А наутро просыпаются вновь зверями. И опять смотрят друг на друга через две решетки. И оба отказываются от еды.

***

Рам… Людям странным образом удалось угадать имя того, кого звали оборотнем, человеком в львиной шкуре и последним духом саванны — того, кого они поймали и пленили надежнейшим изо всех способов, какой только существовал. Люди посадили льва-оборотня в клетку, окружили железом и бездушным камнем, сделали невозможным вновь принять человеческий вид. Льву-оборотню не оставили выбора, кроме как быть львом да царапать прутья клетки, складывая царапины под определенным углом в имя. Его имя — Рам!

На самом деле звали оборотня более длинно, но что проку в долгом звании, если звать больше некому? Для людей он не человек, для зверей — не зверь. И постепенно Рам смирился со своим новым местом. Зоопарк, как называлось множество невидимых клеток, представлялся оборотню этаким садом Семирамиды, обыденным чудом, которое люди не больно-то замечают, пока не найдется кто-то, кто сообщит им, что это — чудо.

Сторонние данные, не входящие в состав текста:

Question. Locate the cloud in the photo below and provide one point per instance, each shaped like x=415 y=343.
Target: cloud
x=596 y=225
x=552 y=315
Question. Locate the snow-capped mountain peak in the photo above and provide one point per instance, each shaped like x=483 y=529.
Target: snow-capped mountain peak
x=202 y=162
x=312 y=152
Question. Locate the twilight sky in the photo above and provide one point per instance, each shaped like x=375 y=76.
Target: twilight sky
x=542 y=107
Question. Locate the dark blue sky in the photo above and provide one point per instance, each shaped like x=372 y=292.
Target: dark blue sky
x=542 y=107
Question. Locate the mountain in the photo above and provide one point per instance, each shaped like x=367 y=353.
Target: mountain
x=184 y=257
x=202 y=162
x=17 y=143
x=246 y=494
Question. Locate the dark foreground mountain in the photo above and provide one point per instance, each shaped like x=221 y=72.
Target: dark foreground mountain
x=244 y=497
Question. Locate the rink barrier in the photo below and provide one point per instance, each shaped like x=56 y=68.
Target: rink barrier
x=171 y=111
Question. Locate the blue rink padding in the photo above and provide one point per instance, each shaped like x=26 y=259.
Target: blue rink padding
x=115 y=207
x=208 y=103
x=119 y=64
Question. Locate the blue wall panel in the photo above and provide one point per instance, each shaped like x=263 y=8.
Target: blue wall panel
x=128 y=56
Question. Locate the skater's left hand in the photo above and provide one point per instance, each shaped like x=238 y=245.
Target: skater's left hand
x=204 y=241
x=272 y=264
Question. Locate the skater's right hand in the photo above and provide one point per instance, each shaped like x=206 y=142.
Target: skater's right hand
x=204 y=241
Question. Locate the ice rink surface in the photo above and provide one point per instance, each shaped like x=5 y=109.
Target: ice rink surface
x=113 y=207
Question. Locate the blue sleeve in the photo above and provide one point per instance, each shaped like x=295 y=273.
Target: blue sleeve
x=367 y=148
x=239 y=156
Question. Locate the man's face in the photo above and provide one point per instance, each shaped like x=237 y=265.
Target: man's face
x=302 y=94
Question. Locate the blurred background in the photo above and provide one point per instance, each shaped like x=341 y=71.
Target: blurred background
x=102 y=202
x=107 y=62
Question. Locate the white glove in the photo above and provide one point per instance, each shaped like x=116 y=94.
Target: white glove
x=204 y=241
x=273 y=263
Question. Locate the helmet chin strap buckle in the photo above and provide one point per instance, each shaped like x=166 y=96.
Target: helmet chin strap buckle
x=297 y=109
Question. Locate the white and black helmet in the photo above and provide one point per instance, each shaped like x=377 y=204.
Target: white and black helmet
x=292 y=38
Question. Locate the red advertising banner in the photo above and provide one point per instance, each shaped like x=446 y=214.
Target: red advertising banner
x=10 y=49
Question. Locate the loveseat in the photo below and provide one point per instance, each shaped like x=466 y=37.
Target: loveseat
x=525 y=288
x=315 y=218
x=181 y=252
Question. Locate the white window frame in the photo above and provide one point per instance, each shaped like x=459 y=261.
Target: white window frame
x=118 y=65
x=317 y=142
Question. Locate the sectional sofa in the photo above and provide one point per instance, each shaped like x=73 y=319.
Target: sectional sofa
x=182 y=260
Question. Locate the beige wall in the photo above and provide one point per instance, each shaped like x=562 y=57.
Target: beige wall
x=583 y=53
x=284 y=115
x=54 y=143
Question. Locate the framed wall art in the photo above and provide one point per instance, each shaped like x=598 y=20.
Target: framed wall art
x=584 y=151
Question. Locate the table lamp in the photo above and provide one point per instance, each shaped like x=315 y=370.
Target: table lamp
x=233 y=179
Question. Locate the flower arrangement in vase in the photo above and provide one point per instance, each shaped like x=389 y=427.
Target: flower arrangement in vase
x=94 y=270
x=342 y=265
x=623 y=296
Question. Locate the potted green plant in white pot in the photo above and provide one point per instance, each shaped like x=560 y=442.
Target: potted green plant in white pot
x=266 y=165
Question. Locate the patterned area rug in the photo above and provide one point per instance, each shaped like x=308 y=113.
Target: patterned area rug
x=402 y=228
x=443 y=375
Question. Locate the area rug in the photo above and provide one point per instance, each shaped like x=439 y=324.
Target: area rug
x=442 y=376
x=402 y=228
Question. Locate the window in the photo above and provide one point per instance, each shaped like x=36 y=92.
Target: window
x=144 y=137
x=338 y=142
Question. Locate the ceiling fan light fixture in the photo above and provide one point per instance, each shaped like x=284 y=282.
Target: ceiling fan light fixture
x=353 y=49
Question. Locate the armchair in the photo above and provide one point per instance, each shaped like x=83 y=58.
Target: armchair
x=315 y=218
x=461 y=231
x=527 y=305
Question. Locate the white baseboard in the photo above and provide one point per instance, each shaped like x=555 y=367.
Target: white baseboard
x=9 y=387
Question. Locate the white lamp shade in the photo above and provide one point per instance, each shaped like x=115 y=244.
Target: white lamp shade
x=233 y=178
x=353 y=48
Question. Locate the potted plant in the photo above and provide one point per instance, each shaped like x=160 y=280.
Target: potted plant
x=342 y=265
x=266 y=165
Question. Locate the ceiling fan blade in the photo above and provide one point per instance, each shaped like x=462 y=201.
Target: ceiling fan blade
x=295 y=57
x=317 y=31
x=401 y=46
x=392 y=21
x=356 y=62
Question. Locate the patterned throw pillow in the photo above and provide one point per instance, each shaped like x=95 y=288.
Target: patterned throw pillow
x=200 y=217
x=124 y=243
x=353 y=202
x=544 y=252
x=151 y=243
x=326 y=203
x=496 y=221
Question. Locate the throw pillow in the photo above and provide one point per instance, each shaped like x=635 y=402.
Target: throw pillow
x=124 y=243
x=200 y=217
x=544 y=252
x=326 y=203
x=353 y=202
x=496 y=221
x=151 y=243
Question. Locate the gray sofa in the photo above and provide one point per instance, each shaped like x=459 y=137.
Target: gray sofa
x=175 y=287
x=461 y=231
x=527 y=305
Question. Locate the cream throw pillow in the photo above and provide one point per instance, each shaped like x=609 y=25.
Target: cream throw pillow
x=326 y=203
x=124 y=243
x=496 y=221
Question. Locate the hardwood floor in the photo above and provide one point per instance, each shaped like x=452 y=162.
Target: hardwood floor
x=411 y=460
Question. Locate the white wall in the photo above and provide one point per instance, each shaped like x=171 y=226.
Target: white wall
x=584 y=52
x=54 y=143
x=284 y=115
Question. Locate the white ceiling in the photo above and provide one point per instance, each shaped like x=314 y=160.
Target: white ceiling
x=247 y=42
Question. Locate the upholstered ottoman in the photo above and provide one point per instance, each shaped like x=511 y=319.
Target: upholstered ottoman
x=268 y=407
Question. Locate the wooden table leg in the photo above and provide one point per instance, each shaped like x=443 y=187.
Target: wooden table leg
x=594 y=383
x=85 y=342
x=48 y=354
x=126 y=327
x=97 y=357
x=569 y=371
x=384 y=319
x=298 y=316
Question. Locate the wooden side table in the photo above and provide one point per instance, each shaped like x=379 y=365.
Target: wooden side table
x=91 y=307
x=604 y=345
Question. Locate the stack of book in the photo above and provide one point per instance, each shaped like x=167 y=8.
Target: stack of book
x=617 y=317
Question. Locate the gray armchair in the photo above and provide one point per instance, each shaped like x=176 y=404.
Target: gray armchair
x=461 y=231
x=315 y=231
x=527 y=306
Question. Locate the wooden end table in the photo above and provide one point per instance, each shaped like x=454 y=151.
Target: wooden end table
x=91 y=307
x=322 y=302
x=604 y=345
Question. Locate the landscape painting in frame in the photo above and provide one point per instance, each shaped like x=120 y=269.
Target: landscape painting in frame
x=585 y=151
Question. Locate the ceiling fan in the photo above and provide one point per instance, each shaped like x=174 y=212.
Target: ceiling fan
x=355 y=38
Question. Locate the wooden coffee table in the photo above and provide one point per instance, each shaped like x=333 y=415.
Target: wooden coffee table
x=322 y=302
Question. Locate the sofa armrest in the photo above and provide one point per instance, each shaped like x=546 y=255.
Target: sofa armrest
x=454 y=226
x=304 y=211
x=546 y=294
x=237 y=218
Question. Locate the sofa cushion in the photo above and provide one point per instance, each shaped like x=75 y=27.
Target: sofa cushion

Рам был довольно древним оборотнем, достаточно древним, чтобы застать те сады в полном блеске их великолепия, однако не знавшее износа тело, похоже, смирилось, наконец, что дух саванны остался последним. Давний страх, нависавший над родом оборотней сбылся: люди-звери не рождались в природе, те, что жили в благословенной жаре Африки и меняли обличья, пренебрегая одеждой в любом из своих видов, сгинули, а память о них стерлась во тьме веков.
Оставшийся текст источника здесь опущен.